Market Recap
Nifty staged a sharp intraday recovery after the recent Budget-driven sell-off and closed the session at 25,088.40, gaining 1.06%. The rebound helped the index recoup a meaningful portion of the previous day’s losses, with prices settling near the higher end of the day’s range, reflecting improved buying interest at lower levels.
On the daily chart, Nifty formed a bullish candle, which—when combined with the prior session, results in a bullish harami pattern, signalling a pause in the recent downward momentum. On the hourly timeframe, the index has started forming a short-term base, with prices bouncing from the lower Bollinger Band toward the mid-band, suggesting stabilisation after the sharp decline.
The index is currently holding above the VWAP near 24,960, which acts as an important short-term cushion. However, the recovery remains tentative as Nifty continues to face multiple overhead resistances near key moving averages.
Volatility cooled off meaningfully during the session, with India VIX declining 8.15% to 13.86, offering some relief after the sharp spike witnessed on Budget Day.
Technical View: Support Holds, Trend Still Under Repair
From a technical perspective, the index has managed to defend its near-term supports, but the broader structure remains cautious. On the downside, 24,800 acts as the immediate support, followed by 24,700, which remains a crucial level to prevent renewed selling pressure.
On the upside, 25,250, where the 200-day simple moving average (SMA) is placed—emerges as a key resistance. A stronger hurdle is seen near 25,400, and a sustained move above these levels would be required to confirm a more durable recovery. Until then, the ongoing rebound is likely to remain corrective rather than trend-defining.
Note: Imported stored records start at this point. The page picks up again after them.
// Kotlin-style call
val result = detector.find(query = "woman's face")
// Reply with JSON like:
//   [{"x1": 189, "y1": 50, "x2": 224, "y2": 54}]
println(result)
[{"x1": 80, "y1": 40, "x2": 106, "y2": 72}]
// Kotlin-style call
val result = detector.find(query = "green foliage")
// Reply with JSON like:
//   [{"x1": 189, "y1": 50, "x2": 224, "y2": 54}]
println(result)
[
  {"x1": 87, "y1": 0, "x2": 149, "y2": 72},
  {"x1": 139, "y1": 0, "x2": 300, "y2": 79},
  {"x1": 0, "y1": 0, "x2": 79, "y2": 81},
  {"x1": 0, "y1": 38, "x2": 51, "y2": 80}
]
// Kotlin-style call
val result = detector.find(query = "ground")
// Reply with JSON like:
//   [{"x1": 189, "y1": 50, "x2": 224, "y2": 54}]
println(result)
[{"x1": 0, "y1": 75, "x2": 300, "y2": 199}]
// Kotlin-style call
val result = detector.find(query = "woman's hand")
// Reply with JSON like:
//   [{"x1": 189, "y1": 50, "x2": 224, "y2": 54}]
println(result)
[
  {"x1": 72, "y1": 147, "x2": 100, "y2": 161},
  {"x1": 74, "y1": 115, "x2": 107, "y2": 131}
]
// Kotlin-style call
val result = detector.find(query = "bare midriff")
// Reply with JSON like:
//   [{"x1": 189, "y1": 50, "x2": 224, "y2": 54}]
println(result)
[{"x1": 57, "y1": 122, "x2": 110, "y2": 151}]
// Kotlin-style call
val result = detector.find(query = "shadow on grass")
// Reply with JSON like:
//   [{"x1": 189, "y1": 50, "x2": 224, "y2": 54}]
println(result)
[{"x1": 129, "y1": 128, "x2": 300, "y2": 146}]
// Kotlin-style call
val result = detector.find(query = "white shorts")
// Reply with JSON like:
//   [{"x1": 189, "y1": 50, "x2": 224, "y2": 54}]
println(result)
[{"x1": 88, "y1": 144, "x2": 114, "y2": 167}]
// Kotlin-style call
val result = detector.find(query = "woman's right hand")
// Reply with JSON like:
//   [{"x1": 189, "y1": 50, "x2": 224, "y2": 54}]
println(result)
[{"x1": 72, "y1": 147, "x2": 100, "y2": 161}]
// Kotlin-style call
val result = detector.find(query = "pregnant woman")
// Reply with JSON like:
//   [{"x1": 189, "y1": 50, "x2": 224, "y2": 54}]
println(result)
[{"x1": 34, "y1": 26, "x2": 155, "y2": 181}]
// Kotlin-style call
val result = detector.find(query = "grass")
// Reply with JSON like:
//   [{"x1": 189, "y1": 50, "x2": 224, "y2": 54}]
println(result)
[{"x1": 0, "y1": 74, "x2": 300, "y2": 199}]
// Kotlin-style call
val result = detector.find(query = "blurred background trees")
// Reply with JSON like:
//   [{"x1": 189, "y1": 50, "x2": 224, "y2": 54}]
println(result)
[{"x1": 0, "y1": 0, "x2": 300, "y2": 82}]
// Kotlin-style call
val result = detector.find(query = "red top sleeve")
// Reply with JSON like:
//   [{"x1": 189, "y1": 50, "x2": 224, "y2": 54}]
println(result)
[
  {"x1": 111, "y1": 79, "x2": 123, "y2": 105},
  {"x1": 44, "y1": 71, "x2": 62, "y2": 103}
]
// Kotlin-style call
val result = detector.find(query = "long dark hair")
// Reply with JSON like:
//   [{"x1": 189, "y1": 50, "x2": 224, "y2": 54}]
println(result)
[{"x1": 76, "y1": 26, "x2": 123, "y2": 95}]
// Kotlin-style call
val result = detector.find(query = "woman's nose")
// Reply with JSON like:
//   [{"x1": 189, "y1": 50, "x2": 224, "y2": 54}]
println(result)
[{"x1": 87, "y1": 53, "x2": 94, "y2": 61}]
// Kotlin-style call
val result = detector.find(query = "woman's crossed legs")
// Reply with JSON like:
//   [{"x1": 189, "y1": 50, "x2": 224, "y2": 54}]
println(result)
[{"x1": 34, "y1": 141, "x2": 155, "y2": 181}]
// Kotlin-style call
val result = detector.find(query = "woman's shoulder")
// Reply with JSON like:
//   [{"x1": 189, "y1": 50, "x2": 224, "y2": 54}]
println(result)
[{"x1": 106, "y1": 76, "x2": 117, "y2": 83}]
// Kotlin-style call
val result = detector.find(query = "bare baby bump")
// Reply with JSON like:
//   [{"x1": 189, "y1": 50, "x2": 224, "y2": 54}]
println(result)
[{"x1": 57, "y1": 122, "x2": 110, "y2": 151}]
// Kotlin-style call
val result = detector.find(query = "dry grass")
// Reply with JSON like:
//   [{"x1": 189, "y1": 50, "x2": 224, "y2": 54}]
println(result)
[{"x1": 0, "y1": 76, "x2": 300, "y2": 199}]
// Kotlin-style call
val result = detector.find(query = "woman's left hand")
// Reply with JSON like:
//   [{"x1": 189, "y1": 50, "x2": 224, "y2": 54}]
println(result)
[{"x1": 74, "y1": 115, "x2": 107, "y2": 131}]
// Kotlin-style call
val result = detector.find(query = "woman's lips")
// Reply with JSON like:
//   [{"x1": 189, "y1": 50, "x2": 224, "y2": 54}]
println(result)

Nifty Bank: Mild Recovery, Range-Bound Bias Persists
Nifty Bank also witnessed a late-session recovery, closing at 58,619.00, up 0.35%. The modest rebound helped the index stabilise after recent weakness, though buying conviction remained limited.
The index formed a bullish candle while continuing to trade within a broader parallel channel. Importantly, Nifty Bank is holding above the lower boundary of this channel, keeping the broader trend intact as long as this support is respected. The index is also sustaining above the VWAP near 58,380, adding to short-term stability.
On the hourly chart, a short-term base formation is visible. The angled Fibonacci retracement—drawn along the rising trend—shows the index oscillating between the 0.25 and 0.382 retracement levels, suggesting a corrective phase within a broader uptrend, rather than a structural breakdown.
Momentum indicators remain mixed. The RSI is placed in the mid-40s, indicating subdued momentum, while the DMI setup continues to favour the negative side, with the negative directional line above the positive line.
Key Levels to Watch
Nifty
- Support: 24,800, then 24,700
- Resistance: 25,250 (200-DMA), followed by 25,400
Nifty Bank
- Support: 58,250, then 58,000
- Resistance: 59,000, followed by 59,200
Market Outlook
Both Nifty and Nifty Bank have found temporary support after the sharp sell-off, aided by cooling volatility and short-term base formation. However, the broader setup suggests that upside remains capped near key resistance zones. Sustained strength above these levels is required to signal a stronger recovery. Failing this, indices may continue to trade in a narrow and volatile range, with a selective and cautious approach likely to dominate near term.